India's markets regulator SEBI has proposed a significant overhaul of the rules governing share buybacks, the process by which listed companies repurchase their own shares from the open market or existing shareholders. The regulator has opened the proposals for public comment, signalling that formal rule changes could follow once feedback is reviewed.
What SEBI Wants to Change
The proposals cover several fronts. On compliance, SEBI wants to simplify the paperwork and procedural burden companies currently face when executing buybacks. One notable suggestion is removing the mandatory requirement to appoint a merchant banker, a registered financial intermediary who currently oversees the buyback process. Cutting this requirement would reduce cost and friction for companies, particularly smaller ones, though it also removes a layer of independent oversight.
SEBI also wants companies to communicate more clearly with shareholders during buybacks. Currently, shareholders may not always have a full picture of a buyback's terms, timeline, or impact on their holdings. Better disclosure would help investors make more informed decisions about whether to tender their shares or hold.
A third area of focus is preventing companies from breaching minimum public shareholding norms through buybacks. Listed companies in India are required to maintain a minimum level of shares in public hands, currently 25% for most companies. A poorly structured buyback can inadvertently push promoter shareholding above permissible limits, reducing the public float and potentially affecting stock liquidity. SEBI's proposal aims to close this gap with clearer guardrails.
Why This Matters
Buybacks have become a common capital return tool for Indian corporates, especially in sectors like technology and financial services where companies generate significant cash. Any rule change affects how and when companies can return capital to shareholders, which in turn affects stock valuations, earnings per share calculations, and overall market sentiment around cash-rich companies.

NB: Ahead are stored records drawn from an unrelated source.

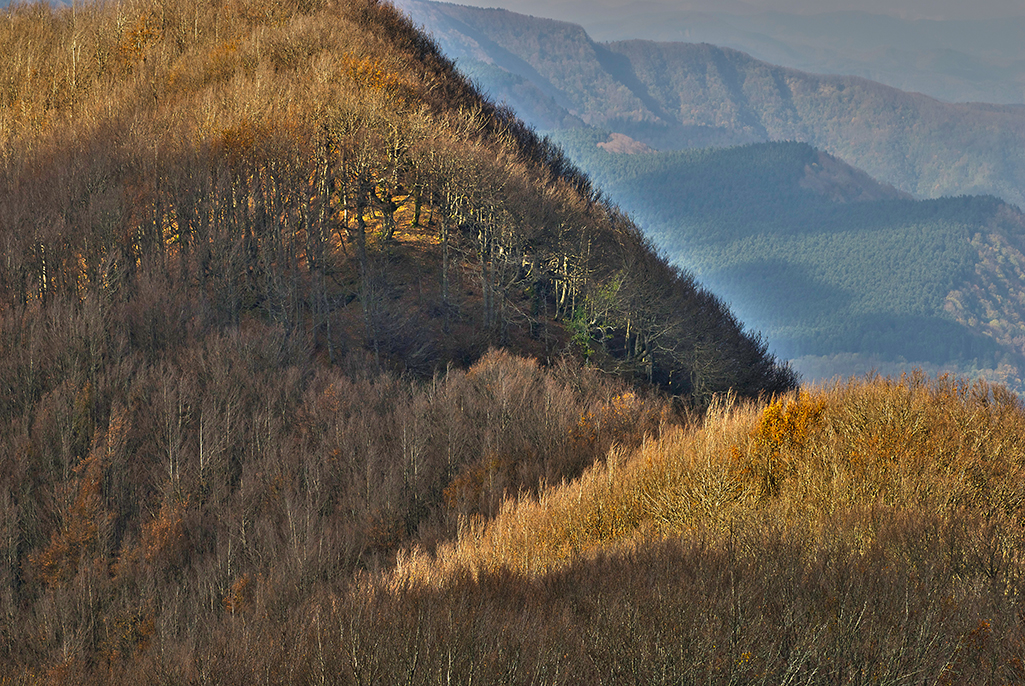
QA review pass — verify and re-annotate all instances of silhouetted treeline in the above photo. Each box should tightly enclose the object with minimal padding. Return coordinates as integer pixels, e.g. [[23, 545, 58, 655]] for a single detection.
[[0, 0, 795, 683]]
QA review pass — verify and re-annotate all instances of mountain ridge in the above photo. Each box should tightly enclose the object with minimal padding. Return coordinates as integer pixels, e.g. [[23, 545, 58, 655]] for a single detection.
[[400, 0, 1025, 206]]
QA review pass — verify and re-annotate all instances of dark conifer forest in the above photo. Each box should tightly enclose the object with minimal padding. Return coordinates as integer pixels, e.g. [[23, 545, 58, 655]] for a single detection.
[[0, 0, 1025, 686]]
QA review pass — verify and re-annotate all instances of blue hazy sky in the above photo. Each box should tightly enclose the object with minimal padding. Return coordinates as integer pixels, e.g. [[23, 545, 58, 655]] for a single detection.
[[454, 0, 1025, 24]]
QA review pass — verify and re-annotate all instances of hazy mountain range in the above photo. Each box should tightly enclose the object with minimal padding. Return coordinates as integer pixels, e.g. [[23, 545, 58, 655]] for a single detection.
[[400, 0, 1025, 211], [436, 0, 1025, 104], [393, 0, 1025, 390]]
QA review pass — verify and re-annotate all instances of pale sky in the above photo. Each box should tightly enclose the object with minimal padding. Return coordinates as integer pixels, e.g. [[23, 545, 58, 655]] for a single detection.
[[454, 0, 1025, 24]]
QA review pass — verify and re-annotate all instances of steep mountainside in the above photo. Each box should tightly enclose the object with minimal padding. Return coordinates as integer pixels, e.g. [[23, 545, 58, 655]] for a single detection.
[[0, 0, 795, 684], [557, 129, 1025, 391], [393, 0, 1025, 205]]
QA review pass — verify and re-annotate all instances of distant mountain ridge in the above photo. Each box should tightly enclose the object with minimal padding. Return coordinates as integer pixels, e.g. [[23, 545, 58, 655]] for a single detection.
[[555, 129, 1025, 393], [398, 0, 1025, 205]]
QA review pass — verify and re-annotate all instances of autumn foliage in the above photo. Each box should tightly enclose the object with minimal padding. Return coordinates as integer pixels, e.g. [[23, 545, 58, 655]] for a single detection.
[[0, 0, 1021, 684]]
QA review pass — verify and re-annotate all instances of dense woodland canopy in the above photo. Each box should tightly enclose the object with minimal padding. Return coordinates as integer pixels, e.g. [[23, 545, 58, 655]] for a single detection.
[[0, 0, 795, 684], [556, 129, 1025, 391]]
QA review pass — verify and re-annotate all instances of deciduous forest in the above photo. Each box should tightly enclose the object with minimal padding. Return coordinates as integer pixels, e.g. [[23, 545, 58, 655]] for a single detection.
[[555, 129, 1025, 392], [0, 0, 1025, 686]]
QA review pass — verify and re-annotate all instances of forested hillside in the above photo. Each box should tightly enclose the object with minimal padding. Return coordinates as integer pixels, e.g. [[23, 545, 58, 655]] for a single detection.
[[400, 0, 1025, 205], [558, 129, 1025, 390], [0, 0, 795, 684]]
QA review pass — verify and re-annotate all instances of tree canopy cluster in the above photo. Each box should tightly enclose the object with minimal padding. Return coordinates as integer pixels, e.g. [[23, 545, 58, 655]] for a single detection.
[[557, 129, 1025, 385], [0, 0, 796, 683]]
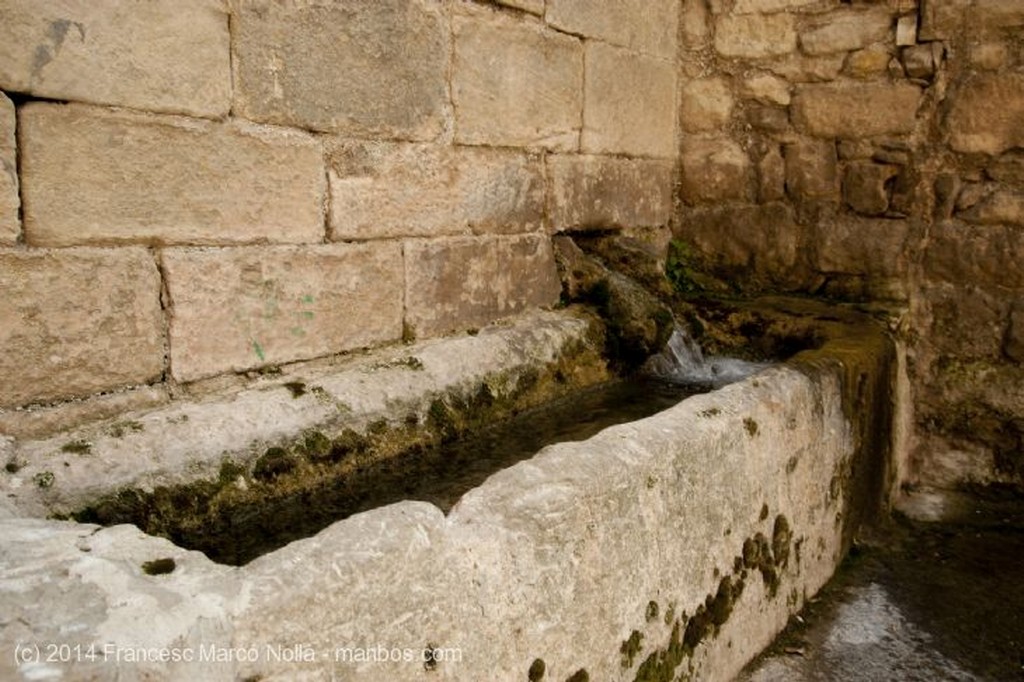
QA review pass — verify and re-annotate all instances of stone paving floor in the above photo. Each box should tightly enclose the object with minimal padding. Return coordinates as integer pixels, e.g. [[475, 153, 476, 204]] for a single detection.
[[737, 491, 1024, 682]]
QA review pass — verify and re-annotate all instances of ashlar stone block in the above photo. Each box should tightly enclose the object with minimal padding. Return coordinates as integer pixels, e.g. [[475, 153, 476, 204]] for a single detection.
[[452, 11, 584, 151], [163, 242, 402, 381], [231, 0, 449, 140], [582, 41, 676, 159], [328, 140, 544, 241], [18, 102, 326, 247], [0, 248, 164, 407]]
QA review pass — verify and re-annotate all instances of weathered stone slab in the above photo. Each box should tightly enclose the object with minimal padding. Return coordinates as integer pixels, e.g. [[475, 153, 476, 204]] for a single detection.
[[545, 0, 679, 59], [0, 92, 22, 246], [231, 0, 449, 139], [680, 138, 751, 204], [163, 242, 402, 381], [793, 83, 921, 138], [404, 236, 561, 336], [452, 12, 584, 151], [715, 14, 797, 59], [18, 102, 325, 246], [0, 248, 164, 407], [497, 0, 545, 14], [582, 41, 677, 159], [328, 140, 544, 240], [548, 155, 673, 231], [946, 73, 1024, 155], [0, 0, 231, 118], [800, 7, 893, 55], [784, 139, 839, 200], [679, 77, 734, 132], [677, 203, 802, 287]]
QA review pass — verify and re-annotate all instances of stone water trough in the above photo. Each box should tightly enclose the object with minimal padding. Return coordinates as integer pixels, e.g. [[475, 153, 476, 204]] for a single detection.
[[0, 301, 894, 682]]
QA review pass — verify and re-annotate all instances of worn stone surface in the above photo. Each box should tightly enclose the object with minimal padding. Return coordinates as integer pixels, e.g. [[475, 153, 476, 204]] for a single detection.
[[957, 187, 1024, 225], [1002, 301, 1024, 365], [163, 243, 402, 381], [924, 221, 1024, 289], [0, 0, 231, 118], [945, 73, 1024, 155], [328, 140, 544, 241], [679, 77, 734, 132], [784, 139, 839, 200], [452, 12, 584, 151], [743, 74, 791, 106], [0, 249, 164, 407], [545, 0, 679, 59], [676, 203, 803, 286], [404, 236, 561, 336], [715, 14, 797, 59], [793, 83, 921, 138], [231, 0, 449, 139], [815, 216, 909, 282], [844, 45, 893, 79], [843, 161, 899, 215], [548, 155, 673, 231], [498, 0, 545, 14], [800, 7, 893, 55], [18, 102, 325, 246], [680, 138, 751, 204], [0, 518, 242, 681], [918, 0, 973, 41], [581, 41, 677, 159], [0, 92, 22, 246], [0, 310, 607, 512], [758, 146, 785, 204]]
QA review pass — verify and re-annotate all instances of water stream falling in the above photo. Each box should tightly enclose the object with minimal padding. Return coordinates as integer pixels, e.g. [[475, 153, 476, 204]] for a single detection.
[[643, 324, 769, 388]]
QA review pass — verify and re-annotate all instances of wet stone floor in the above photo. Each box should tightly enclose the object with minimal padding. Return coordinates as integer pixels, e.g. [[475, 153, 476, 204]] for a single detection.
[[737, 485, 1024, 682]]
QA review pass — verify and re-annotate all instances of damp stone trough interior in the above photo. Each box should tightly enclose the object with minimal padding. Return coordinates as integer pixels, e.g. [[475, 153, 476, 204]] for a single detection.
[[0, 0, 1024, 682]]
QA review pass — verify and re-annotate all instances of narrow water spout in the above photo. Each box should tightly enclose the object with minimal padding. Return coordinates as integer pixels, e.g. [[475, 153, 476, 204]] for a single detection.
[[643, 324, 768, 388]]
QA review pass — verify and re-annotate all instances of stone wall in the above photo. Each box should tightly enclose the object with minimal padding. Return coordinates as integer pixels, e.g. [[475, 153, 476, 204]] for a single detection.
[[0, 0, 679, 419], [674, 0, 1024, 486]]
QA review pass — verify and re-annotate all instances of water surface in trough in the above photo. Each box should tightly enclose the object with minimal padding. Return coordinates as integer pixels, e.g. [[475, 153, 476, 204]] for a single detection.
[[192, 377, 710, 565]]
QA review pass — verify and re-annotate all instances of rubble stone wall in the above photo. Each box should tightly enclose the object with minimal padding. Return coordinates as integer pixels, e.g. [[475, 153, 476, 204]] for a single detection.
[[673, 0, 1024, 486], [0, 0, 679, 419]]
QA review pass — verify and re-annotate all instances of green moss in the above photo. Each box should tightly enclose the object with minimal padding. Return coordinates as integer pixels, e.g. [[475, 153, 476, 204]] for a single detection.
[[618, 630, 643, 669], [142, 557, 177, 576], [282, 381, 306, 398], [60, 439, 92, 455], [253, 447, 296, 481]]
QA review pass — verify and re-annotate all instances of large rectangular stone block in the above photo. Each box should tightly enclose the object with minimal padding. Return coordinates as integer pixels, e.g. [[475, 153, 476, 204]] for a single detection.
[[406, 235, 561, 336], [800, 7, 893, 55], [0, 92, 22, 246], [548, 155, 673, 231], [452, 11, 584, 151], [545, 0, 680, 59], [792, 83, 921, 138], [946, 74, 1024, 155], [0, 248, 164, 407], [582, 41, 677, 159], [0, 0, 231, 118], [163, 242, 402, 381], [231, 0, 449, 139], [329, 140, 544, 240], [18, 102, 326, 246]]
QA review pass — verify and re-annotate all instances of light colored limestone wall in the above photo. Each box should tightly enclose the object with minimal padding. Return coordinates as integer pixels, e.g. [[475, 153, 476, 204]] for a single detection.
[[0, 0, 679, 419], [674, 0, 1024, 486]]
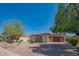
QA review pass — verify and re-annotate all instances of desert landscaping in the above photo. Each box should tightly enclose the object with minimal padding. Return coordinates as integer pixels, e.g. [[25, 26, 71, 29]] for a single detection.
[[0, 42, 79, 56]]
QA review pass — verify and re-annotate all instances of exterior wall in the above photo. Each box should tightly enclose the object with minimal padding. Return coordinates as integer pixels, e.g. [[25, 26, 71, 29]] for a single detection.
[[19, 37, 30, 42], [30, 36, 36, 40], [48, 35, 53, 42], [31, 34, 65, 43], [53, 36, 65, 42], [42, 35, 48, 43]]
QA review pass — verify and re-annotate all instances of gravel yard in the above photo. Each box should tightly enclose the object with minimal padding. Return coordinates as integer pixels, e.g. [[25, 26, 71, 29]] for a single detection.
[[0, 42, 79, 56]]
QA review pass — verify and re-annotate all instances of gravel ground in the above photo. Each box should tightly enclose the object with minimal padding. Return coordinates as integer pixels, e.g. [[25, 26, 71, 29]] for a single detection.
[[0, 42, 79, 56]]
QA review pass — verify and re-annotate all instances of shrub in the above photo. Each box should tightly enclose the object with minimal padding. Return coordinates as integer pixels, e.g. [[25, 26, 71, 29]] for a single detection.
[[28, 39, 34, 43], [69, 38, 78, 46], [76, 47, 79, 52]]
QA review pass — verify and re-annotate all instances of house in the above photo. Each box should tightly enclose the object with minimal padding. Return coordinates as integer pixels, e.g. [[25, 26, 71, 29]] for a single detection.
[[19, 35, 30, 43], [30, 33, 65, 43]]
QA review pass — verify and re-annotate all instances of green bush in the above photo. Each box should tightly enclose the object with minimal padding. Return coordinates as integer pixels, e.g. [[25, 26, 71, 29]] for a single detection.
[[76, 47, 79, 52], [28, 39, 34, 43], [69, 38, 78, 46]]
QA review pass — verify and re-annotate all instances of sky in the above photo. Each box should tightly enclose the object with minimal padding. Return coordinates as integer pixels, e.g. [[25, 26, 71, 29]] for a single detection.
[[0, 3, 58, 34]]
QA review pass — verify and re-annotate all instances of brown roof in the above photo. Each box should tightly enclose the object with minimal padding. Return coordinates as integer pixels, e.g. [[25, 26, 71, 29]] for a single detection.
[[20, 35, 30, 38], [31, 33, 52, 36]]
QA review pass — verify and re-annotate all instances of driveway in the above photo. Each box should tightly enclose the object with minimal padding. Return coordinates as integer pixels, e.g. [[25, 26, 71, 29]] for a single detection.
[[30, 42, 79, 56]]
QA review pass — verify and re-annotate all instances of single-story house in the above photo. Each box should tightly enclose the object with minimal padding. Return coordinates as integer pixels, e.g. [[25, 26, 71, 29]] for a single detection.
[[19, 35, 30, 43], [30, 33, 65, 43]]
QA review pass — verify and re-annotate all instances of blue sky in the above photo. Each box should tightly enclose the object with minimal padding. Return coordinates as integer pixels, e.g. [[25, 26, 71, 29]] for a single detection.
[[0, 3, 58, 34]]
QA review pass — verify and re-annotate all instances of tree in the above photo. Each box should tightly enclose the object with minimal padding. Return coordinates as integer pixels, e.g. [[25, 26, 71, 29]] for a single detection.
[[3, 20, 25, 42], [51, 3, 79, 33]]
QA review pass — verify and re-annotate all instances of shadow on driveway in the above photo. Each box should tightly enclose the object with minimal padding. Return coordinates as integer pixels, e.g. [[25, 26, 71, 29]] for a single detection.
[[30, 44, 79, 56]]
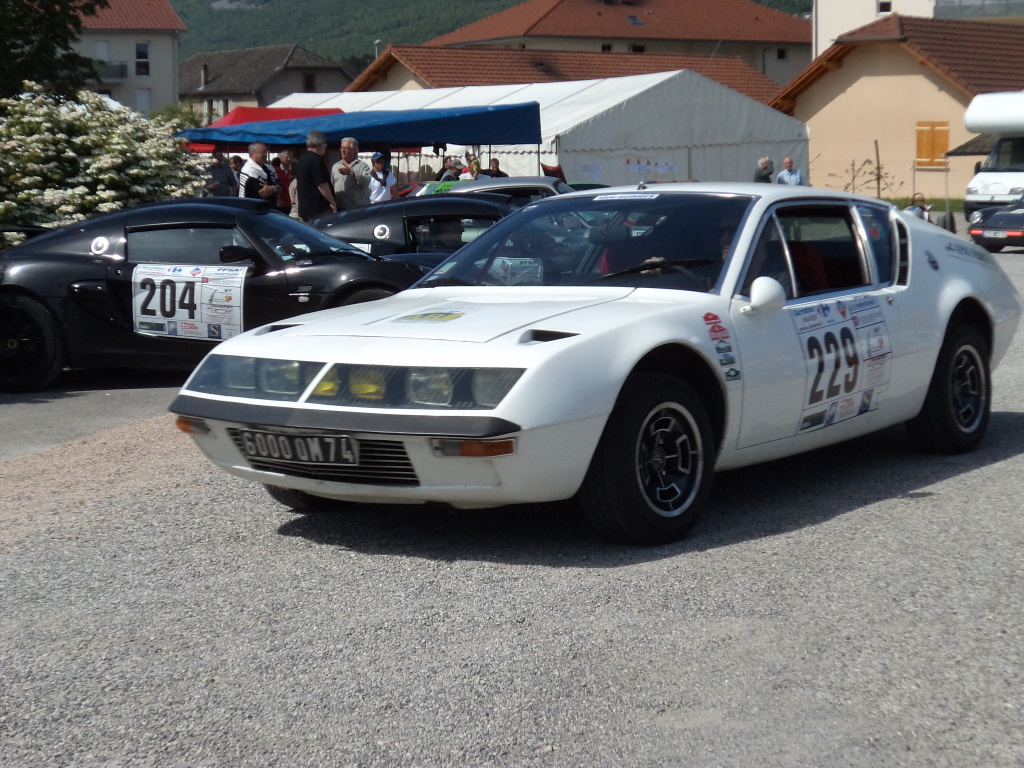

Simplifying the process could encourage more frequent buybacks, potentially providing a floor of demand for shares during market downturns. On the other hand, removing mandatory merchant banker oversight raises questions about whether smaller or less experienced management teams will execute buybacks in a way that treats all shareholders fairly.
The public comment process means the final rules may look different from what SEBI has proposed. Market participants, including institutional investors, listed companies, and merchant bankers themselves, are likely to weigh in, particularly on the oversight question.
Watch for the comment deadline and whether SEBI narrows or widens the merchant banker requirement based on feedback. The final rules will set the compliance template for buybacks across all listed Indian companies.